Several additional forces drive agent washing:
- When market pressure outpaces the capability: Analysts, competitors, and boards all expect the next “smart system.” Vendors respond by calling workflows agents before true autonomy exists.
- When the ROI remains unclear: AI agents can look impressive, but their contribution to complex business goals is often minimal or hard to quantify. Gartner predicts that over 40% of agentic AI projects may be canceled by 2027, often due to unclear ROI, rising costs, or insufficient risk controls.
- When automation is mistaken for real autonomy: Rule-based processes, macros, and repetitive workflows are suddenly called “agents,” even though they cannot adapt, learn, or reason independently.
- When UI-driven features are framed as autonomous: A bot filling a field or triggering a workflow often gets the agent label, even when it is purely reactive.
One thing is certain: AI Agent labels justify higher prices. Even when the actual value delivered has not fundamentally changed.
The key is to understand why this happens. It is not about blaming anyone. It is about preparing to see through the hype and evaluate the real operational impact.
The hidden costs of Agent Washing
The consequences of agent washing are real. Teams begin to rely on systems that are not truly autonomous, but they treat them as if they are. Human judgment becomes invisible. Accountability erodes. Processes break because no one knows what is truly automated and what still needs supervision.
I saw this with a manufacturing client.
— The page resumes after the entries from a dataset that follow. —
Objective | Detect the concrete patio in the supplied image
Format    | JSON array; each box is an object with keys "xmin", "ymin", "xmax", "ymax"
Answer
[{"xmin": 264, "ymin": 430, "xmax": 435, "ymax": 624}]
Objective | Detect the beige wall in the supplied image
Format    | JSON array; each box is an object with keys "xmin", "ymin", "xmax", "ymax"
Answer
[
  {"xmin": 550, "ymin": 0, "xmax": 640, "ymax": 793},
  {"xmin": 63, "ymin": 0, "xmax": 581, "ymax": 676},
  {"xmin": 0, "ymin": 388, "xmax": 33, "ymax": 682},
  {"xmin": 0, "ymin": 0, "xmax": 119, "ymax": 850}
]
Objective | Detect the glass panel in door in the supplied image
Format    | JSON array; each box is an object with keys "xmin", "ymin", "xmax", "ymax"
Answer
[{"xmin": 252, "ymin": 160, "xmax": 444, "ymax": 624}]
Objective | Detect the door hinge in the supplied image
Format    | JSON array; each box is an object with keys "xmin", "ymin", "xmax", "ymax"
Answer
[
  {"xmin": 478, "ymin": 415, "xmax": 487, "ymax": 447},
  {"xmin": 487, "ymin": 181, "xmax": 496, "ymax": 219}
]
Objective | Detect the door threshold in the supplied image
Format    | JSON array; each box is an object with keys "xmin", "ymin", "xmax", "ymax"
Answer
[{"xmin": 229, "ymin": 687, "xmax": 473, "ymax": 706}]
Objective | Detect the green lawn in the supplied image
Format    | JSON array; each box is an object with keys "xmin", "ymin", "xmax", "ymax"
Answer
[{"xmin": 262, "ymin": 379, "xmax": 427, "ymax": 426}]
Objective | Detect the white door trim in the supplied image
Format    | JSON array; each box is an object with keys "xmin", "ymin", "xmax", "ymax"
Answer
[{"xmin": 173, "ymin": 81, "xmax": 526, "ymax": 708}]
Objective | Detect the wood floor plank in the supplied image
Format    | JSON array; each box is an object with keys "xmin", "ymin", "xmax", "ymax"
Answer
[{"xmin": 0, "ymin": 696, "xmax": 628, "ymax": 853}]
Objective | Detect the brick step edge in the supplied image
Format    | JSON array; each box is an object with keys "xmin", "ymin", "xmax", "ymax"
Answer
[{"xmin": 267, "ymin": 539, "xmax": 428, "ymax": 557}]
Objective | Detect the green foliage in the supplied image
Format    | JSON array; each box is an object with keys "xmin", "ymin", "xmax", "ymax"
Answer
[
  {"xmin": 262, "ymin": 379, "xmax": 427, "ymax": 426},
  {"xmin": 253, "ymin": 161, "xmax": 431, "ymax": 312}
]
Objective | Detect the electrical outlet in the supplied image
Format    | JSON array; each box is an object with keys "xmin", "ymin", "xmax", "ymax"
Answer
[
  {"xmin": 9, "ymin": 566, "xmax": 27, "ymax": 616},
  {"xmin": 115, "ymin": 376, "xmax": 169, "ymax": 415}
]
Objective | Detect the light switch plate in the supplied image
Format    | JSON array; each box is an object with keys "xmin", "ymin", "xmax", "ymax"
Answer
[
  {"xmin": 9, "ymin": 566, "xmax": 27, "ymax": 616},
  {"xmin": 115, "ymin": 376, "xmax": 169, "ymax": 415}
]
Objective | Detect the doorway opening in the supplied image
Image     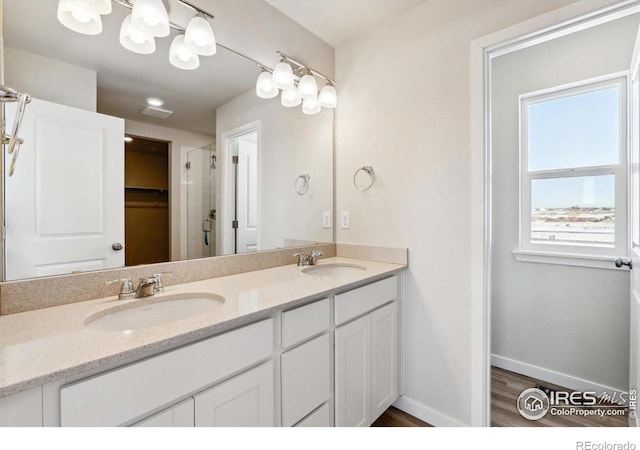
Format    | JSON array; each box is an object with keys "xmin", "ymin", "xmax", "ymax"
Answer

Their AI agent was supposed to handle service ticket triage. It followed the rules correctly but struggled with complex escalations. Employees constantly stepped in to correct mistakes, increasing effort rather than reducing it. The system looked smart, but the operating model and processes were not ready. We had to step in.
The lesson? Agent washing creates friction and risk for the organisation itself. People spend more time figuring out what is automated than actually working. Processes weaken, inefficiencies pile up, and trust declines. Ironically, even a limited agent can be valuable if everyone understands exactly what it can and cannot do.
A calmer way forward
Accepting that full autonomy is rare and not the immediate goal is probably the first step. It is less about chasing fully autonomous systems and more about designing agents that have clear limits, remain transparent, and are accountable.
I often tell clients: Start small. Automate the repetitive, low-risk tasks first where value is clear. Measure results carefully. Introduce AI gradually. Let your teams adapt before expanding the scope. Only scale when the people, data, and workflows are truly ready. True autonomy, when it comes, should feel like a natural extension of existing processes, not a big jump into the unknown.
In 2026, seeing through agent washing will be strategic. CRM has always mirrored how coherent or not an organisation is internally. Agent washing does not break that pattern: It just sharpens the reflection, sometimes uncomfortably. The most prudent approach is to recognise its limits, measure carefully, and maintain trust in human judgment to decide in the end.